The
alarming decline in industry
The industrial performance in the past one
and a half years is a matter of serious concern for the country. In
2001 industrial exports declined by 13.4 per cent reversing the growth
trend of previous years. In the first half of this year industrial
exports declined by as much as 20 per cent, compared with the first
six months of last year. Since last year was a bad year for industrial
exports, this comparison means that we are on a continuing slide.
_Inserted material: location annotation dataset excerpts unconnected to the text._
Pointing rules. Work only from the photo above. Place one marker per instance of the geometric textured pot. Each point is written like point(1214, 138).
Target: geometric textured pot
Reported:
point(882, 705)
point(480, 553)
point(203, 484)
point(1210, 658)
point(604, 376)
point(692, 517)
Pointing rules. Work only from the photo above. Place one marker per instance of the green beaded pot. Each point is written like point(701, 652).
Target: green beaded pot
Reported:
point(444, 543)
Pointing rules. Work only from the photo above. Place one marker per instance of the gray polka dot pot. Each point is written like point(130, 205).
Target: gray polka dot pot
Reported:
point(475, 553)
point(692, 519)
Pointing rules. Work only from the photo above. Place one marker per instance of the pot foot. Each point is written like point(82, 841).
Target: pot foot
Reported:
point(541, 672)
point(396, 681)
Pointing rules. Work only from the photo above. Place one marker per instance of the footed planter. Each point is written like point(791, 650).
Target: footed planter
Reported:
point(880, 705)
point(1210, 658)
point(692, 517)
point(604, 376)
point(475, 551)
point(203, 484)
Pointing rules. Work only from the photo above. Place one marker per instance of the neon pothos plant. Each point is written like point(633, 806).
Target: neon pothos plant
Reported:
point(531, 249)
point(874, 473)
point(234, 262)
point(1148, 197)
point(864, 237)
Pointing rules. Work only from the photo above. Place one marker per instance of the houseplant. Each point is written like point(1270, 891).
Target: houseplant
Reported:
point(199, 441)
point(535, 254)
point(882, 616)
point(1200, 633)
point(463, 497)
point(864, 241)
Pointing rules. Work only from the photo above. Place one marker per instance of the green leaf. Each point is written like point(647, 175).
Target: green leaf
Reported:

Industrial production has declined by around 5 per cent mainly owing
to this export downturn.
All significant
categories of industrial exports declined. The country's leading
export, garments, which constitutes over two thirds of our industrial
exports, and over one half of our total exports, has been mainly
responsible for this. It is however noteworthy that in the first
half of this year all our industrial exports declined. Although
garment exports have been mainly responsible for the decline in
industrial exports, in fact all industrial exports have fared badly.
While garments
exports declined by 22 per cent, leather and rubber goods exports
decreased by 26.5 per cent and the export of food and beverages
items, including tobacco, decreased by 27 per cent and other industrial
exports decreased by nearly 7 per cent. It was the decrease in all
these exports, though primarily garment exports, that resulted in
the first year's industrial export earnings falling by as much as
20 per cent in the first half of this year. The continuing slide
in industrial exports is a very serious concern as manufacturing
contributes 15 per cent to the country's national income.
No doubt the
impact of the global recession continues to affect our industrial
exports. The economic recovery in the US and Western Europe does
not appear to have reached our shores as yet. There has been no
discernible improvement in demand for our export items. What came
about due to the global recession continues even after the global
recovery. This raises questions regarding the competitiveness of
our industries in world markets, as well as the structure of our
industrial sector.
The global recession
may have masked the possibility of our industrial cost structures
having increased to an extent that has made our exports lose their
competitiveness. This is especially so after the energy crisis that
has raised production costs. Other problems besides high energy
costs, are inadequate infrastructure, dumping, lack of regular supplies
of raw materials, high interest costs and corruption of customs,
among others.Sri Lanka may be losing its competitive edge especially
with respect to low cost labour intensive manufactures. Countries
like Vietnam, China and Bangladesh have lower cost structures owing
to both lower wage rates and higher levels of productivity of their
labour. Their higher labour productivity would also mean lower unit
costs for industrial exports. Considerable improvements in infrastructure
and a better investment climate to attract investors to establish
higher value added industry is indeed necessary. The development
of a higher skilled labour force is also needed to move upwards
in the technological ladder of industry. These are not easy preconditions
to meet when it appears our infrastructure is inadequate for even
simpler industries. Yet we have to look to the future possibilities
for developing a more skill-based industrial structure.
We cannot merely
hope that the global recovery would enable our industrial exports
to bounce back. Both macro economic conditions and the micro conditions
must be improved to provide a climate for competitive industrial
development. Overall management of the economy, especially fiscal
management, has an important bearing on factors such as inflation
and the rate of interest. Equally, adequate power at reasonable
rates is vital for the industrial sector. Some industries that are
not viable would have to be restructured or closed down. There is
considerable amount of reforms that are necessary with respect to
labour laws.A continuing downturn in industrial exports means a
serious dent in our export earnings and a severe strain on our trade
balance.
Unlike in the
past Industrial exports account for the majority of our export earnings.
A dip in our industrial exports means a significant dip in our export
earnings. In a country that is also highly dependent on imports
this is very serious. It will also have an adverse impact on other
sectors especially the financial sector and other services related
to trade. Since a large labour force is employed in manufacturing
garments, in particular, the industrial recession is likely to lead
to retrenchment and reduce future labour absorption. A comprehensive
strategy is needed for the resuscitation of industry. Let us not
be solely dependent on global conditions.